Las variables más frecuentes que se han utilizado para construir los denominados agrupamientos homogéneos han sido la inteligencia, las capacidades académicas, el sexo, la religión, la raza y la edad (…) en algunos casos, son meros pretextos para realizar un tipo concreto de segregación cubierto con argumentos de rigurosidad científica (Aragonés, 1987, pp. 249-250)
Los agrupamientos homogéneos influyen de forma negativa en el proceso de inclusión-exclusión. La conformación de grupos muy diferentes entre ellos y homogéneos a su interior repercute, como mínimo, en las posibilidades de garantizar una experiencia educativa que favorezca la inclusión. Echeita (2013) comenta que “para progresar hacia planteamientos más inclusivos, los lugares son importantes, (…) resulta difícil aprender y reforzar determinadas competencias sociales, así como algunas actitudes y valores hacia la diversidad del alumnado (…) separando a los estudiantes” (p.105). Otras consecuencias pueden ser peligrosas polarizaciones, procesos de categorización exógena y endógena que ubiquen y mantengan a determinados grupos en posición de desventaja.
Las escuelas de enseñanza media y media superior en Cuba muestran la tendencia a valorar, de modo desigual, a los grupos, unos denominados como “buenos” y diferentes de los “malos”. Esta clasificación combina elementos propios del comportamiento y el rendimiento del estudiantado con algunas características sociodemográficas como el color de la piel, el acceso económico y el territorio de pertenencia (Batista, 2018; Batista y Torralbas, 2017).
Es necesario tener en cuenta esta tendencia pues los manejos institucionales impactan en el funcionamiento de los grupos cuando el estudiantado percibe que los grupos peor valorados son aquellos donde la mayoría pertenece a sectores sociales desfavorecidos por sus características sociodemográficas, evidenciando estereotipos y prejuicios que dificultan su inclusión. Agrupar a estudiantes por las similitudes de rendimiento docente y comportamiento limita sus posibilidades de desarrollo, derivado de la interinfluencia propia de los funcionamientos grupales. Las nominaciones y consecuentes expectativas cuando son conocidas por el estudiantado suelen ser incorporadas a la construcción de su autoimagen, reforzando el desbalance entre sus potencialidades y debilidades.

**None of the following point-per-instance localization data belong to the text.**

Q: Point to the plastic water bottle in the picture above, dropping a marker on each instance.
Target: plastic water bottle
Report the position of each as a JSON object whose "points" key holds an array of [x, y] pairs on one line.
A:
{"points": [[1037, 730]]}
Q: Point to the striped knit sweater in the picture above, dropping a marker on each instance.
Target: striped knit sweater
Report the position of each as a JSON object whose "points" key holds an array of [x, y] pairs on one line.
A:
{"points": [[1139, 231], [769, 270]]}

Los grupos pueden reproducir las expectativas que sobre ellos se tiene. Así, los “buenos” son altamente competitivos, confieren mucha importancia al rendimiento académico y lo reconocen como su principal criterio de diferenciación. Expresan malestar debido a dificultades en sus relaciones interpersonales, las cuales no son advertidas ni manejadas por el cuerpo docente. En muchos casos, se constata dificultad en la coordinación entre los miembros del grupo para desempeñarse en algunas tareas institucionales como la organización de los horarios, la realización de trabajos prácticos y la planificación de actividades (Batista, 2018; Batista y Torralbas, 2017).

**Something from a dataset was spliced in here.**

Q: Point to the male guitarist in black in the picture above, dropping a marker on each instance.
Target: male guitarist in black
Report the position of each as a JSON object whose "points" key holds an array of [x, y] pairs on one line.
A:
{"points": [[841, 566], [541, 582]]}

Los grupos “malos” se identifican con comportamientos como la falta de interés por el estudio, la indisciplina y la ausencia a clase. Dichas características son asumidas como parte del proceso de diferenciación del resto de la escuela y suelen ser bien valoradas ante la necesidad de garantizar una autoimagen positiva. Se confiere más importancia a garantizar buenas relaciones interpersonales entre sus miembros. Como consecuencia se reproducen comportamientos que atentan contra la tarea del grupo - “fugarse” de clases, sabotear la actividad docente, usar incorrectamente el uniforme, cometer indisciplinas fuera y dentro del aula - que no se corresponden con los objetivos institucionales (Batista, 2018; Batista y Torralbas, 2017).

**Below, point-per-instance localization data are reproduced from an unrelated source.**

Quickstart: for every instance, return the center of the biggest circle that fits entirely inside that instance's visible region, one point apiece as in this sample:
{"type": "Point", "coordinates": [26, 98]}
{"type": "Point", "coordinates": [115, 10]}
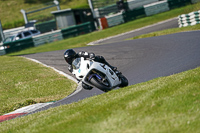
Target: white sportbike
{"type": "Point", "coordinates": [98, 75]}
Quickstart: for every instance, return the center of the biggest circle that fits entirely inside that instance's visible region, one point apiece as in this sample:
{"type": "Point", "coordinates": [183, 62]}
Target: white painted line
{"type": "Point", "coordinates": [30, 108]}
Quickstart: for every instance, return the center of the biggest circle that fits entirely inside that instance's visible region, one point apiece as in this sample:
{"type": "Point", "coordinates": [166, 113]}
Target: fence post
{"type": "Point", "coordinates": [1, 32]}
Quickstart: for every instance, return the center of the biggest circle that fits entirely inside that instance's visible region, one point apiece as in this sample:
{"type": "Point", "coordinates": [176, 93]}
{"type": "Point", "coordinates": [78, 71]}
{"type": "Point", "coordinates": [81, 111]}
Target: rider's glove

Esta tendencia profundiza un efecto negativo de las diferencias que se traducen en desigualdades, sobre todo si las valoraciones traen aparejadas la asignación de ventajas y desventajas. Es común la asignación de profesores y profesoras con más experiencia a los grupos “buenos”, así como territorios con mejores condiciones. Cuando nos referimos al territorio tenemos en cuenta la reconocida la influencia de las condiciones del medio físico, por ejemplo: el tamaño de la institución, el diseño físico y los niveles socioeconómicos en el modo en que acontece el proceso docente educativo (Newman citado por Sangrador, 1987). Algunos estudios (Wollin y Montage; Sommer y Olsen) han mostrado la influencia de la comodidad y flexibilidad de los espacios educativos en la relación docente-estudiante, así como la participación y mejor comunicación por parte del estudiantado (Sangrador, 1987).
Por tanto, cuando las instituciones educativas asignan locales de trabajo y recursos que ratifican la valoración desigual que se tiene de sus diferentes grupos agudizan las diferencias y sus consecuencias negativas y estigmatizantes. Las condiciones constructivas favorables, la amplitud y mejor visibilidad de las aulas asignadas a los grupos “buenos”, acompañadas de un mejor mobiliario, medios de enseñanza y equipos de iluminación y ventilación favorecen una mejor experiencia educativa que motiva de forma positiva al aprendizaje. Los territorios con malas condiciones empobrecen la vida del grupo y limitan su actividad, constituyen un complemento al clima de indisciplina y resistencia a la actividad de estudio, asimismo, refuerzan su autoimagen deteriorada. La asignación de territorios y de materiales con diferencia de calidad marcada es un proceso institucional inconsciente, en el que se reproduce lo que sucede a escala macrosocial. No obstante, pocas veces existe una reflexión-acción profunda sobre estos puntos.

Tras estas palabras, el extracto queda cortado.